I am calculating moisture flux divergence using metpy module in python. I calculated it like `
import xarray as xr
import numpy as np
import matplotlib.pyplot as plt
import matplotlib.ticker as mticker
import pandas as pd
import metpy.calc as mpcalc
import matplotlib.patches as mpatches
file1=xr.open_mfdataset('/2018,19_1000to500/*.nc')
file=file1.sel(longitude=slice(75.75, 77.25),latitude=slice(10.5,9.5))
q1=(file.q)*1000
u1=file.u
v1=file.v
lat=file.latitude
lon=file.longitude
for k in range (1):
level=['1000'] #,,'925','850','700','600','500'
q1d=q1.resample(time='1D').mean().sel(level=int(level[k]))
u1d=u1.resample(time='1D').mean().sel(level=int(level[k]))
v1d=v1.resample(time='1D').mean().sel(level=int(level[k]))
sdate=['2018-08-08','2018-10-06','2018-11-10','2019-06-06','2019-08-06','2019-10-24'] #,
edate=['2018-08-17','2018-10-15','2018-11-19','2019-06-13','2019-08-14','2019-10-27']#,,,
for i in range(6):
q1dm=q1d.sel(time=slice(sdate[i],edate[i])).mean('time')
u1dm=u1d.sel(time=slice(sdate[i],edate[i])).mean('time')
v1dm=v1d.sel(time=slice(sdate[i],edate[i])).mean('time')
qu=q1dm*u1dm
qv=q1dm*v1dm
dx, dy = mpcalc.lat_lon_grid_deltas(lon, lat)

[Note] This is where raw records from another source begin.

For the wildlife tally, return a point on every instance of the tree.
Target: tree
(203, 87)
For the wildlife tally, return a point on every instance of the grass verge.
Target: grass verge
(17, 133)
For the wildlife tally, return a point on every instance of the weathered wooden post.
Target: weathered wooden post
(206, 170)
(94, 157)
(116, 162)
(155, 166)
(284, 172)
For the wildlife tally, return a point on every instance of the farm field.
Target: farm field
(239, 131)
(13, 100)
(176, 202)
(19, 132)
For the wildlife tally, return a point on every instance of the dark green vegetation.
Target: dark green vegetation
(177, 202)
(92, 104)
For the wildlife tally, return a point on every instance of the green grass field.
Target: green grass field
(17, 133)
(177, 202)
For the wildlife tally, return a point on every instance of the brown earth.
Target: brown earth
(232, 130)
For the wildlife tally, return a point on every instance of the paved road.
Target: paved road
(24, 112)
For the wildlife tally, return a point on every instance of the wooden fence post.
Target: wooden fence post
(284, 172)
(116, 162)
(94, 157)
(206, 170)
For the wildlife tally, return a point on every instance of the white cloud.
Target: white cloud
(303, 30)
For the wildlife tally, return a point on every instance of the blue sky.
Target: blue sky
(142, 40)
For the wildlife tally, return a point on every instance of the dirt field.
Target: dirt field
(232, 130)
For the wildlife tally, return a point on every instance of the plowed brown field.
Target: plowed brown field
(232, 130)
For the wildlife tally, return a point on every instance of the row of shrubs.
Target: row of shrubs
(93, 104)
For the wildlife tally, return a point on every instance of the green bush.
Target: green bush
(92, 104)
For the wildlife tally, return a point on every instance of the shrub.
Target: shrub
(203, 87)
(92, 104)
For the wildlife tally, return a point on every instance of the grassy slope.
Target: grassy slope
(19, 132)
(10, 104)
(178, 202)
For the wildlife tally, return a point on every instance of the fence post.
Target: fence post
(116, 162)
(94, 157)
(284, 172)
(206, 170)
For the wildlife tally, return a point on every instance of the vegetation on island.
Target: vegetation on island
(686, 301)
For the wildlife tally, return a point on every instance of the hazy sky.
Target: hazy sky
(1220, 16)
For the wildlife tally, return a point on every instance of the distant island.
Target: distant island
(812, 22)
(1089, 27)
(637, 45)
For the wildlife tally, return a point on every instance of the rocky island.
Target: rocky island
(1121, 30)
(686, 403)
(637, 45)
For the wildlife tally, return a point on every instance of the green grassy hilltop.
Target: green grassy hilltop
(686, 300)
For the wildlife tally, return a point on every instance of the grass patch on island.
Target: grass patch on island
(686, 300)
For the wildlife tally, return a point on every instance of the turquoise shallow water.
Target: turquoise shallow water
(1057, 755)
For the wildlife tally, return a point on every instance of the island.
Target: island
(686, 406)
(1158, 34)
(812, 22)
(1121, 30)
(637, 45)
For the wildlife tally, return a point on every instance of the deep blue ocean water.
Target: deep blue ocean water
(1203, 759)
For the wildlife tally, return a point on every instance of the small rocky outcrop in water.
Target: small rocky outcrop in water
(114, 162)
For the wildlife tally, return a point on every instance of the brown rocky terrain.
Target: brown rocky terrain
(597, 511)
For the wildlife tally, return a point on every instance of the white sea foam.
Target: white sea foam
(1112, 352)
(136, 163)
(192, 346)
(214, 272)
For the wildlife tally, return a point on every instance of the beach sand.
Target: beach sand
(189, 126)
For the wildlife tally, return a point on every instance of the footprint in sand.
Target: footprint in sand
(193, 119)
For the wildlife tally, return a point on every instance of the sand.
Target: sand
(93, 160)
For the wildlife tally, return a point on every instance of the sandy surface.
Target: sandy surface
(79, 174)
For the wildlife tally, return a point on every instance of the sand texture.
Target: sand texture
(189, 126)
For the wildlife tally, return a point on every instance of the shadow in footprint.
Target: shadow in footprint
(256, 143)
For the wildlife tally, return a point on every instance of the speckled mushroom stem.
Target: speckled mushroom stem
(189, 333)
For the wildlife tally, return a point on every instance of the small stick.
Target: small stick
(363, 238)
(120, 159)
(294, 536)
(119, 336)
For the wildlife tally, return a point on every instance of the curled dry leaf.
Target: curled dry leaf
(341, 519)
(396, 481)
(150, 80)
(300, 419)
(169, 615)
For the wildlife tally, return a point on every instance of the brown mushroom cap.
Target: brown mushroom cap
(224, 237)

HMD = (np.array(mpcalc.divergence(qu, qv, dx=dx, dy=dy)))
print (HMD)
` but I knew that metpy calculate divergence as the sum of du/dx and dv/dx. So my question is if I put qu,qv instead of u and v in the code how metpy calculate the moisture divergence. Will it calculate it as the sum of dqu/dx and dqv/dy.
I manually calculated the sum of dqu/dx and dqv/dy and compared it with the values provided by metpy and there is very very small difference in it(the difference starts in the 3rd or 4th decimal place). I am asking this because the documentation of metpy moisture divergence is not available anywhere , So I need to know how metpy compute it what is the exact equation it uses for the computation.
MetPy is calculating divergence as du/dx + dv/dy. So if you pass in u=qu
and v=qv
, then the return from divergence
will be dqu/dx + dqv/dy.
The small differences you note may be due to how MetPy is calculating du/dx and dv/dy, which accounts for issues around calculating derivatives on the spherical surface of the Earth/projected grid and handles non-uniform grid spacing in its finite difference formulation in approximating the derivatives.